Really, Asish? You’ve talked to “all the people affected”? Like the disproportionately “affected” minorities who are losing their jobs, and the students who will no longer be allowed to pursue their chosen majors? Or are those people just done with and out of the picture in your eyes? And you don’t see the 3/5ths thing as in any way related to the cuts — even though Wagner himself made the comparison in his article – it’s just about hurt feelings? Come. On.
And seriously – the SGA executive committee regularly quashed action on this subject this Fall because you agreed to “neutrality” with Dean Forman, not because you were responding to your constituency. Yet now you cite that lack of action on your part as actually representing the will of people who you followed the administration’s lead in shutting out in the first place. Your neutrality has basically just been towing the administration’s line. Pathetic.
“Your neutrality has basically just been towing the administration’s line.”
I’m not sure what including the student voice in university governance might look like, but it doesn’t look like the SGA will be the way to pursue such a thing.
Andy R. = Andy Ratto?
“Following the meeting, Gandhi wrote in an email to the Wheel: “I think most of SGA voted against this bill because it would not have been constructive for the community. The department changes happened last semester – we have learned from that process.”
what exactly have you learned from that process? that the SGA can be coopted by new budget allocations into silence?
So basically a lame duck SGA subcommittee killed a broad based student referendum because they were afraid of how the student body they supposedly represent would vote. Way to live up to the expectation of your Emory education, guys.
Forget Wagner. I’m calling for a vote of no confidence in Ashish Gandhi.
Agreed. What an embarrassing and foolish statement to make.
Agreed. A completely ignorant statement.
SHUT UP OXTARDS!!!!
Everyone should read this book if they want solutions to the problems we face in this country.
Bell Curve: Intelligence and Class Structure in American Life
“But despite decades of fashionable denial, the overriding and insistent truth about intellectual ability is that it is endowed unequally.
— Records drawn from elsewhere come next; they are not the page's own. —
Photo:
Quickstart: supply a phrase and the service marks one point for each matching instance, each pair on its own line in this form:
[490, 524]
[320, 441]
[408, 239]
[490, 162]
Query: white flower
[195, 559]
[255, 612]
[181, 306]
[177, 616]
In this audio presentation of The Bell Curve, author Charles Murray explores the ways that low intelligence, independent of social, economic, or ethnic background, lies at the root of many of our social problems. He also discusses another taboo subject: that intelligence levels differ among ethnic groups. According to the authors, only by facing up to these differences can we accurately assess the nation’s problems and make realistic plans to address them. ”
http://www.amazon.com/Bell-Curve-Intelligence-Structure-Paperbacks/dp/0684824299/ref=sr_1_1?ie=UTF8&qid=1364447313&sr=8-1&keywords=the+bell+curve
So, um, how do you see the claim that “intelligence levels differ among ethnic groups” playing out in relation to this article?
Holy hell…who would have thought that students can call for a no confidence vote for a sitting President. Wow.